Historical Perspectives On Masturbation: Economic Ejaculation
As the Catholic Church's interpretation of why God slew Onan demostrates, taboos against masturbation are bolstered by the religious rejection of any sexual activity that is non-procreative. In addition to the religious argument against masturbation, physicians and philosophers alike have argued that masturbation wastes bodily fluids and exhausts the man's powers. The Good Vibrations Guide to Sex explains that "the notion that men have a predetermined, fixed allotment of sperm, and that every ejaculation depletes a finite store of this precious fluid, can be found in many cultures. Chinese Taoist sexual practices are based on the notion that female yin energy is inexhaustible, while male yang energy must be hoarded."

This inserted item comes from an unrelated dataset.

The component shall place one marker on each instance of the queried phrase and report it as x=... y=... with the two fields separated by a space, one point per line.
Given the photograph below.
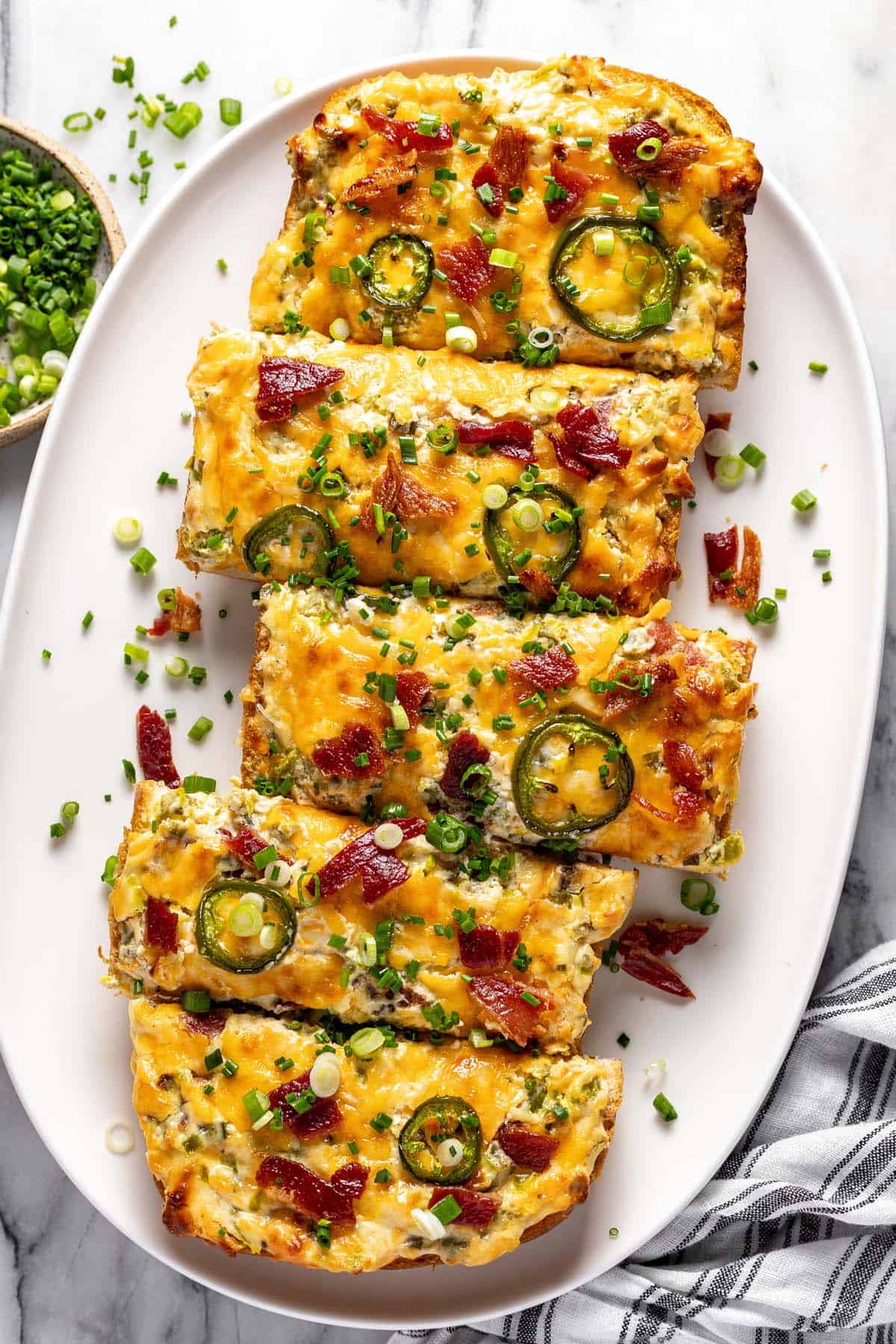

"In the context of this view of the body as an energy system caught in a precarious balance of consumption and depletion, sex was especially troublesome. Tissot [a Swiss doctor who became an authority on masturbation with his 1758 publication Onanism: Treatise on the Diseases Produced by Masturbation] believed that semen is a unique humour: it causes the beard to grow and makes muscles larger. He even quantified its importance: one ounce of semen lost has the same consequences as the loss of forty ounces of blood. The loss through intercourse is bad, but wasting semen through masturbation, anal or oral sex, or sex with contraception is far worse. He grouped these most dangerous practices under the term "onanism". Onanistic practices cause a variety of symptoms including hemorrhoids, pimples, tuberculosis, weak-mindedness, blindness, pain and death" (gayhistory.com) in men. This stark view of masturbation intensified the negative religious misconceptions already surrounding masturbation which impacted the popular view on masturbation for the next 100 years.
Although women did not produce semen, they were not exempt from Tissot's "scientific" analysis of masturbation: "The analog of semen in women is the fluid of vaginal lubrication, and this "seed" is even more precious than male semen because women's weaker nerves make the loss of female seed far more dangerous than male masturbation. Tissot warned that women and girls who become habitual onanists can expect to suffer many diseases including hysteria, jaundice, and, because of excessive clitoral stimulation, a pronounced tendency to turn to their own sex for erotic satisfaction" ( gayhistory.com). Tissot's thoughts were echoed by many of his peers and the backlash against women found masturbating was far more severe than that against men: being placed in a straight jacket when found guilty of masturbation pales in comparison to having one's clitoris amputated. Given both the medical and religious restrictions surrounding masturbation, it is no wonder that masturbation has remained a well guarded secret through the years.